Ergueu-se, limpou seu nome, comprou sua casa própria. Saiu da favela, mas nunca a esqueceu. Fundou um projeto para ensinar jovens das comunidades a fazer unhas por um preço acessível, investiu em suas redes sociais e hoje, além de profissional da beleza respeitada, é influenciadora digital, ativista do movimento negro e inspiração para uma multidão.

As periferias transbordam histórias impressionantes, assim como a da Fabiana, de mulheres que, através do empreendedorismo, mudaram as suas vidas e as das gerações futuras. Mas esses relatos não estão sendo contados aqui para construir um discurso meritocrático em um país de desigualdades abissais. Ou para exaltar a força das mulheres, em especial daquelas negras e periféricas, como narrativa de panos quentes em problemas sociais graves. Ou ainda para romantizar a trajetória empreendedora, que supostamente tornaria tudo possível com muito trabalho e afinco. O propósito aqui é a pulga, ou melhor, o besouro Titanus (o maior entre todos os conhecidos pela ​entomologia) atrás da orelha.

Se o “mundo é movido por ideias”, quanta força motriz estamos desperdiçando? Será que estamos fazendo o suficiente para incluir financeira e produtivamente as mulheres, em especial as que compõem minorias? E dando visibilidade às suas histórias e ferramentas para o seu crescimento? Será que estamos permitindo que mais Fabianas sonhem? E que, ao sonhar, não encontrem tantas dificuldades e obstáculos no caminho?
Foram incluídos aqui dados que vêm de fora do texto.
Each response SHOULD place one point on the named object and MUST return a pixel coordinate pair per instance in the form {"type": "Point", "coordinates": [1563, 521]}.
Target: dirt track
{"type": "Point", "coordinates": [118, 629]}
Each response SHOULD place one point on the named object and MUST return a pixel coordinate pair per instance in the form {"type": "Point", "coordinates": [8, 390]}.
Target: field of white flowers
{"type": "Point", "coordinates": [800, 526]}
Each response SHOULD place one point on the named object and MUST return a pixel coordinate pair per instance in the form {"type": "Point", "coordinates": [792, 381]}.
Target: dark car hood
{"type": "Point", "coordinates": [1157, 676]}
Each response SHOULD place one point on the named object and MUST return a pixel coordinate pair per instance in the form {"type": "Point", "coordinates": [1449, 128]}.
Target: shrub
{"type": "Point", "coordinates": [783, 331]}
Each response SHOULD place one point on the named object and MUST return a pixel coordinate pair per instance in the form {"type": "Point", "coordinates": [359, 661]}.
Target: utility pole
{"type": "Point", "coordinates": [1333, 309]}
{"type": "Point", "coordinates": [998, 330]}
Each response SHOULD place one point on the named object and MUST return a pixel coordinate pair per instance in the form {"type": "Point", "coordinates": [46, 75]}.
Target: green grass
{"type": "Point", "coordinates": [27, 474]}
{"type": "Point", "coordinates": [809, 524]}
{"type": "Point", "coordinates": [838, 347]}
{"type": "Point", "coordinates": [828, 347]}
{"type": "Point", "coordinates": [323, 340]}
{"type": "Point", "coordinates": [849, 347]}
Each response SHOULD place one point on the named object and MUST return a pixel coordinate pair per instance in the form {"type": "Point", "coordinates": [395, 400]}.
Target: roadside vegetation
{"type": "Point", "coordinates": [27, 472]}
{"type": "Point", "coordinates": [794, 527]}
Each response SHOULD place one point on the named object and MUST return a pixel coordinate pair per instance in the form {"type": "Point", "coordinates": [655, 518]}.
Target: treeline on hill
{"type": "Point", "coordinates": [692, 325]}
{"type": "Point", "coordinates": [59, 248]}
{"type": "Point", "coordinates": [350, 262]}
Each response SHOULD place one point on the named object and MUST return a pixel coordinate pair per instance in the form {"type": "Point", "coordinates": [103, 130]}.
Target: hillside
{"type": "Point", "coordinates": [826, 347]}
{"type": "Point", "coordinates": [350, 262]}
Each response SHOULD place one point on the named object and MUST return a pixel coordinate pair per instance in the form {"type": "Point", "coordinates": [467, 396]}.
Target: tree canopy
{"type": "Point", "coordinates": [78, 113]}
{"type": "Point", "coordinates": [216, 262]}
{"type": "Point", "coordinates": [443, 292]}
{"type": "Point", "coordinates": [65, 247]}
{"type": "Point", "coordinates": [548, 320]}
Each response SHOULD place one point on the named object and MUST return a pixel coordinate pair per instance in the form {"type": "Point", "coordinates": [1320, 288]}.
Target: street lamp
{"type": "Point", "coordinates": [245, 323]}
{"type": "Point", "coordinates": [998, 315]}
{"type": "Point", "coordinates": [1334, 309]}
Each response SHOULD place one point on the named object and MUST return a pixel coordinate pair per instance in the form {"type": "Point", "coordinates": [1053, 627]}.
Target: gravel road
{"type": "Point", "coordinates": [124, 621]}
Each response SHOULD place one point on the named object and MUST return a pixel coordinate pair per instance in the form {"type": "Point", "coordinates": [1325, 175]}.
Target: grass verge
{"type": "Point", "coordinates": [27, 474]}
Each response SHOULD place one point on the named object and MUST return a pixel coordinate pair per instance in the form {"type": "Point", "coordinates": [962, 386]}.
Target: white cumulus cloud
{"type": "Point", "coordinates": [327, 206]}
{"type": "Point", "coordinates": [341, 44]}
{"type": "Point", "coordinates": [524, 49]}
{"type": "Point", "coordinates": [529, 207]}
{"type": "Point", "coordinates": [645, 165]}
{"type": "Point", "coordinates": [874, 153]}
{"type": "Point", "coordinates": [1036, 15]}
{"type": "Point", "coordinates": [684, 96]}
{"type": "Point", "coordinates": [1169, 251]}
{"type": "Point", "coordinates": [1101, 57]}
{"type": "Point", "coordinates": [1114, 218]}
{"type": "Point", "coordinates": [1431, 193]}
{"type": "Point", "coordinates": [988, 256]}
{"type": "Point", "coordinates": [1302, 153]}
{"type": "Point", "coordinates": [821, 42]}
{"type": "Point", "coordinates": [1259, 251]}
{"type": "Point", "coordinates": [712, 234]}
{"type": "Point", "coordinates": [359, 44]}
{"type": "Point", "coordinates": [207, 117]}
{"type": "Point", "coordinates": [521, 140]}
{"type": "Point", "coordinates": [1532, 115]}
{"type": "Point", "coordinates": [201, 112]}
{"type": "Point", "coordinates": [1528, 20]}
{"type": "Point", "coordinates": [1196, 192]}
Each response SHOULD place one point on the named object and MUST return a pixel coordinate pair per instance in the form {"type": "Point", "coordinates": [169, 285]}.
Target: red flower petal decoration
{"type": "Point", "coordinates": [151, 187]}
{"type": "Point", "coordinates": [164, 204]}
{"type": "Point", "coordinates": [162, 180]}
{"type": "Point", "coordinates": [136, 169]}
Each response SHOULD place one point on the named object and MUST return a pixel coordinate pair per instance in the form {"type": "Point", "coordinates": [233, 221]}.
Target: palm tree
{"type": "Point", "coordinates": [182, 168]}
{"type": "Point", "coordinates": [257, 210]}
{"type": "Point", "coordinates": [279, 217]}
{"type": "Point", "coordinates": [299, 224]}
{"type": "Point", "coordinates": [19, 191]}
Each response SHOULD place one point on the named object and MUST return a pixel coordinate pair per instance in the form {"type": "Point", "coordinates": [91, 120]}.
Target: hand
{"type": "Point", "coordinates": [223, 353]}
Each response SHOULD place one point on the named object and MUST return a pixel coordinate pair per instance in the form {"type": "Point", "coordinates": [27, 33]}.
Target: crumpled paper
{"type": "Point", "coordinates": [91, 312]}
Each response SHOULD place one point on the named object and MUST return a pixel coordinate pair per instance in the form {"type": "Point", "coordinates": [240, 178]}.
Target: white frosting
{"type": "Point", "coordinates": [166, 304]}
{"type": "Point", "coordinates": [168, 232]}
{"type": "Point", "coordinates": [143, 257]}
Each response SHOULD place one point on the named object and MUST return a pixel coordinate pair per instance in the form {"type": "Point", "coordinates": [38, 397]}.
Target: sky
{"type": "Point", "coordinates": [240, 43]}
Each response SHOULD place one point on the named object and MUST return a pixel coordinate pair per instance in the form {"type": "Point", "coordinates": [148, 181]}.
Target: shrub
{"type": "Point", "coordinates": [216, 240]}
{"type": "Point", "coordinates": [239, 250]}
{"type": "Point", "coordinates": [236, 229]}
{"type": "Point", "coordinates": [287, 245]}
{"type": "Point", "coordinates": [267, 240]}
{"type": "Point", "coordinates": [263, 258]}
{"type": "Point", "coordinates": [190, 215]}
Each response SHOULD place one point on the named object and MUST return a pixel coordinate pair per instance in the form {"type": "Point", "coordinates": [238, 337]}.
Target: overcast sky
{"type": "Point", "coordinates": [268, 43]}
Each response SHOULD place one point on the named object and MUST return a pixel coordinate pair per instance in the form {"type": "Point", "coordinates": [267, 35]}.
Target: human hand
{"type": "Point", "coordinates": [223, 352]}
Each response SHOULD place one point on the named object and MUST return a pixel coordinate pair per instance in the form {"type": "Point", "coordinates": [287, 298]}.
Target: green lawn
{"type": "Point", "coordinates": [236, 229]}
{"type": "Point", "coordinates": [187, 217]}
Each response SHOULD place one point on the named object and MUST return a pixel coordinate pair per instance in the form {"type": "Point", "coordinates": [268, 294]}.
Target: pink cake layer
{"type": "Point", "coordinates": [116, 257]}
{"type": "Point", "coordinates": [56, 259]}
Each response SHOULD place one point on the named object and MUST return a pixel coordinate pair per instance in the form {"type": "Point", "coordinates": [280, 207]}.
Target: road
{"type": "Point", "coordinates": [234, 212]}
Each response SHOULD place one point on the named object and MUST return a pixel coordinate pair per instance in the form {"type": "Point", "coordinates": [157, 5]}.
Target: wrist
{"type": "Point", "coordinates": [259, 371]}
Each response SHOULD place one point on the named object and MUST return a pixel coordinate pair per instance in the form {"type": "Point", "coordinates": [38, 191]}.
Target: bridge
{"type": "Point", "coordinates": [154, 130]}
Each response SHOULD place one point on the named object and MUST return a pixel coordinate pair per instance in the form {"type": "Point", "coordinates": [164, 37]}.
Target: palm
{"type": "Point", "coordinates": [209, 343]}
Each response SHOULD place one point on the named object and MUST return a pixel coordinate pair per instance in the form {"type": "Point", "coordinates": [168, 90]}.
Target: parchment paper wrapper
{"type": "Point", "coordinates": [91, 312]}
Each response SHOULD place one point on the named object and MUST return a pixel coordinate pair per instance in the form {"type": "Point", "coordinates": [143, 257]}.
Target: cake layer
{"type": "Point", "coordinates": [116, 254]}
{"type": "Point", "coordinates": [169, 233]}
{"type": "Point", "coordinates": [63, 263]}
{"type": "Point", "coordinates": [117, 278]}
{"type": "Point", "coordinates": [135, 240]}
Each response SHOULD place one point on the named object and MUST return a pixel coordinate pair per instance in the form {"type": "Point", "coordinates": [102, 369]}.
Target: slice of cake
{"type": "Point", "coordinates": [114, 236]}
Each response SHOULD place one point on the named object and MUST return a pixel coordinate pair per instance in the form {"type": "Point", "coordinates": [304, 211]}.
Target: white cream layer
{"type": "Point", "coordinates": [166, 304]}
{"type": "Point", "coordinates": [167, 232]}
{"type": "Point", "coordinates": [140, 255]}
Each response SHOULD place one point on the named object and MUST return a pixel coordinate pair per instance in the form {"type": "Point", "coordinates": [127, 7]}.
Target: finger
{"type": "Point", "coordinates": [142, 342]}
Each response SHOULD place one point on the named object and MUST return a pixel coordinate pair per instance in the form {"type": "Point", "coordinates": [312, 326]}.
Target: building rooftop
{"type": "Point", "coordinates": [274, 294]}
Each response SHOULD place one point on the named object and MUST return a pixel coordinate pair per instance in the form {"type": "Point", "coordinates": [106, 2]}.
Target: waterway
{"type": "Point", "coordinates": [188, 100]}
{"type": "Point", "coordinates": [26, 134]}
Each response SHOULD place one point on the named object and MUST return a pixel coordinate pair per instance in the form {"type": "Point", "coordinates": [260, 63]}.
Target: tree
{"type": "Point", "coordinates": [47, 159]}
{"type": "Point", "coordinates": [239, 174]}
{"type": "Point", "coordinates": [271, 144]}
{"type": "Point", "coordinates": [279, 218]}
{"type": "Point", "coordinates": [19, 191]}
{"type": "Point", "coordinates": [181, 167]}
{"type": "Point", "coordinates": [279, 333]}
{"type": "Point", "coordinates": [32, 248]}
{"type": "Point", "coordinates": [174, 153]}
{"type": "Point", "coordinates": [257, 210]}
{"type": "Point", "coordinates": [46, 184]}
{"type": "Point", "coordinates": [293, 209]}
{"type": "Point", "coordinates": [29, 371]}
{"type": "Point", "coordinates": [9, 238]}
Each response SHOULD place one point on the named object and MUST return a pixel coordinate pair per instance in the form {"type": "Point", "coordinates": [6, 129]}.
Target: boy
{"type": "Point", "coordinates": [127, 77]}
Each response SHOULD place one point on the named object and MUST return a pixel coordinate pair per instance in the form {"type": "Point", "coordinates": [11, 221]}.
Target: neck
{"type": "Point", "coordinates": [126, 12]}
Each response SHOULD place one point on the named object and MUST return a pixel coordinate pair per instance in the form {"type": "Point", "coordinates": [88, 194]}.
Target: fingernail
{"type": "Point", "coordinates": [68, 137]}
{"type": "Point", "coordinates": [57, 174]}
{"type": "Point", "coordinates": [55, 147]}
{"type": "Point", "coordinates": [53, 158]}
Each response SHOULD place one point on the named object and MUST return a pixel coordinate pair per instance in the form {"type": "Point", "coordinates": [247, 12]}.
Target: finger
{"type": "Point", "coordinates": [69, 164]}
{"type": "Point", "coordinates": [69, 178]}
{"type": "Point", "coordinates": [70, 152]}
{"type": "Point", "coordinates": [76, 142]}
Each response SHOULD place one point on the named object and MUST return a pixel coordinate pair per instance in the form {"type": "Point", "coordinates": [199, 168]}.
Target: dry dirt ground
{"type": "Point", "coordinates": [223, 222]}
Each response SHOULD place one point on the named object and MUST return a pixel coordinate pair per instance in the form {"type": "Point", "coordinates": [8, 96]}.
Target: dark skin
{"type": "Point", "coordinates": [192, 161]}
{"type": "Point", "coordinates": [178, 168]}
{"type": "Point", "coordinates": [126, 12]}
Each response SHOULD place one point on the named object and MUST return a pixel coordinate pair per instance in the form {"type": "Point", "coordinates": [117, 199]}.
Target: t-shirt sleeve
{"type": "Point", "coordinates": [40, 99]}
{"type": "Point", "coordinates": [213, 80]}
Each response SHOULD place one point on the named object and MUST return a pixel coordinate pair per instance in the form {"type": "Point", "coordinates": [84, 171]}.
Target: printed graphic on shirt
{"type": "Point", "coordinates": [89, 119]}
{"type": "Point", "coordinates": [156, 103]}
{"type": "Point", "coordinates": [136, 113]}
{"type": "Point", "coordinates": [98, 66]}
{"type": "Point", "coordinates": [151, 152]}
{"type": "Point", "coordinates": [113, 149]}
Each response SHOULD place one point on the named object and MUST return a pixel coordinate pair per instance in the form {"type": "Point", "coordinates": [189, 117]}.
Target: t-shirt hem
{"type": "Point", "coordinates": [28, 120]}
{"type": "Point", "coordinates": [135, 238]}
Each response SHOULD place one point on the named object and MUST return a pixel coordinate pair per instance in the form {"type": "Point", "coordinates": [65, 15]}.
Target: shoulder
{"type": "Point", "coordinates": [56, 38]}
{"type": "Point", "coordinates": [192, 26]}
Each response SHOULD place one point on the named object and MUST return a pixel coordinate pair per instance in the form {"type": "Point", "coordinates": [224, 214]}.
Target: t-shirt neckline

Os dados indicam que não.

Segundo o Relatório Especial Empreendedorismo Feminino no Brasil, publicado em 2019 pelo Sebrae, quase metade dos microempreendedores individuais (MEI) no país (48%) são mulheres. Entre os donos de negócio, isto é, pessoas que estão à frente de um negócio (formal ou informal), como empregador ou por conta própria, elas representam 34%. A crescente participação feminina no cenário empreendedor brasileiro, porém, não significa condições equitativas de oportunidades.

Quando o assunto é crédito, por exemplo, mulheres empresárias, que possuem CNPJ, pagam juros maiores que os homens, apesar de a taxa de inadimplência ser menor entre elas —3,7% contra 4,2% entre os homens. E as disparidades não ocorrem apenas entre homens e mulheres. Faz-se essencial levar em consideração também o recorte racial. Ainda segundo levantamento do Sebrae, 35% das mulheres brancas empreendem por necessidade, enquanto esse é o caso para 51% das empreendedoras negras.

Quando o assunto é formalização, apenas 21% das mulheres negras possuem CNPJ, ao passo que a taxa dobra entre as mulheres brancas.

Como ocorre com todo problema com raízes profundas, a solução não se apresenta de um dia para o outro. Mas isso não significa que devamos deixar de procurá-la incessantemente. Seja nas políticas públicas, nas iniciativas privadas, no debate em veículos de circulação em massa ou nos encontros cotidianos. Há de se falar sobre isso. Há de se agir. Há de se oferecer oportunidades de crescimento e capacitação para as mulheres das nossas periferias, como temos feito no Maré em Movimento.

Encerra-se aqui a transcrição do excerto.